Tudo isto prova como a Boa Nova de Jesus Cristo –
por meio de Quem Deus «renova todas as coisas» (Ap 21, 5)3 – é capaz de redimir
também as relações entre os homens, incluindo a relação entre um escravo e o
seu senhor, pondo em evidência aquilo que ambos têm em comum: a filiação
adoptiva e o vínculo de fraternidade em Cristo. O próprio Jesus disse aos seus
discípulos: «Já não vos chamo servos, visto que um servo não está ao corrente
do que faz o seu senhor; mas a vós chamei-vos amigos, porque vos dei a conhecer
tudo o que ouvi ao meu Pai» (Jo 15, 15).
As múltiplas
faces da escravatura, ontem e hoje
3. Desde tempos imemoriais, as diferentes
sociedades humanas conhecem o fenómeno da sujeição do homem pelo homem.
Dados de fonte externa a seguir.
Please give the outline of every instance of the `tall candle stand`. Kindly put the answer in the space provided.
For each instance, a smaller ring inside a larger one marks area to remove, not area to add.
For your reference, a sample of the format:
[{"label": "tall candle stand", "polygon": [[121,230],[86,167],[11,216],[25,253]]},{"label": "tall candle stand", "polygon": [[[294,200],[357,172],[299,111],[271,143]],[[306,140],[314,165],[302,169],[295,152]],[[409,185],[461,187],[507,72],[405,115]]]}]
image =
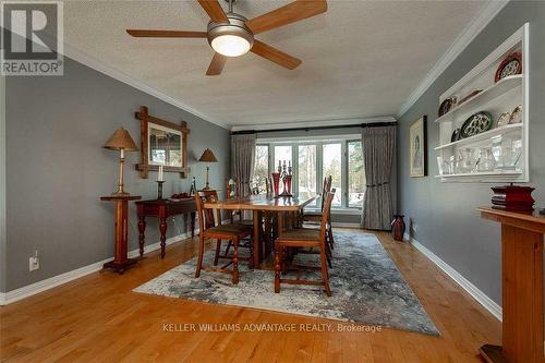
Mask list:
[{"label": "tall candle stand", "polygon": [[283,183],[283,192],[279,196],[288,197],[291,195],[291,165],[289,167],[286,166],[286,162],[282,166],[282,172],[280,173],[280,180]]},{"label": "tall candle stand", "polygon": [[165,180],[157,181],[157,199],[162,199],[162,184],[165,184]]}]

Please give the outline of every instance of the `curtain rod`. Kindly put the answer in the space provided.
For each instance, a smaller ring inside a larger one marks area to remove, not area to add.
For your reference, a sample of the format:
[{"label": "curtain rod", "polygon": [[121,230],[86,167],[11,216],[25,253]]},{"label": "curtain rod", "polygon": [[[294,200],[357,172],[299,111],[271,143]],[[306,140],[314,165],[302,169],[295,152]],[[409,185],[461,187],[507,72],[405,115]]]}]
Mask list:
[{"label": "curtain rod", "polygon": [[231,135],[247,135],[247,134],[262,134],[267,132],[287,132],[287,131],[314,131],[314,130],[330,130],[330,129],[353,129],[353,128],[386,128],[395,126],[397,122],[370,122],[360,124],[343,124],[339,126],[314,126],[314,128],[293,128],[293,129],[270,129],[270,130],[241,130],[232,131]]}]

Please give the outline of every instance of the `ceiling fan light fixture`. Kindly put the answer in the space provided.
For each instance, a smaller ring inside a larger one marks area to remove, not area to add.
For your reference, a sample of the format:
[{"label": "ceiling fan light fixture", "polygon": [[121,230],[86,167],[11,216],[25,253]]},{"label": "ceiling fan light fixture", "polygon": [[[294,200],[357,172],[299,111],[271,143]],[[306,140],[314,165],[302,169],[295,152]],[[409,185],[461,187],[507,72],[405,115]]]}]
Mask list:
[{"label": "ceiling fan light fixture", "polygon": [[254,35],[246,27],[246,19],[240,14],[227,13],[229,23],[208,23],[208,43],[211,48],[226,57],[240,57],[252,49]]},{"label": "ceiling fan light fixture", "polygon": [[245,38],[238,35],[220,35],[210,41],[211,47],[218,53],[226,57],[240,57],[249,52],[251,45]]}]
Houve
períodos na história da humanidade em que a instituição da escravatura era
geralmente admitida e regulamentada pelo direito. Este estabelecia quem nascia
livre e quem, pelo contrário, nascia escravo, bem como as condições em que a
pessoa, nascida livre, podia perder a sua liberdade ou recuperá-la. Por outras
palavras, o próprio direito admitia que algumas pessoas podiam ou deviam ser
consideradas propriedade de outra pessoa, a qual podia dispor livremente delas;
o escravo podia ser vendido e comprado, cedido e adquirido como se fosse uma
mercadoria qualquer.
Hoje, na sequência duma evolução positiva da
consciência da humanidade, a escravatura – delito de lesa humanidade4 – foi
formalmente abolida no mundo. O direito de cada pessoa não ser mantida em
estado de escravidão ou servidão foi reconhecido, no direito internacional,
como norma inderrogável.
Mas, apesar de a comunidade internacional ter
adoptado numerosos acordos para pôr termo à escravatura em todas as suas formas
e ter lançado diversas estratégias para combater este fenómeno, ainda hoje
milhões de pessoas – crianças, homens e mulheres de todas as idades – são
privadas da liberdade e constrangidas a viver em condições semelhantes às da
escravatura.
Penso em tantos trabalhadores e trabalhadoras,
mesmo menores, escravizados nos mais diversos sectores, a nível formal e
informal, desde o trabalho doméstico ao trabalho agrícola, da indústria
manufactureira à mineração, tanto nos países onde a legislação do trabalho não
está conforme às normas e padrões mínimos internacionais, como – ainda que
ilegalmente – naqueles cuja legislação protege o trabalhador.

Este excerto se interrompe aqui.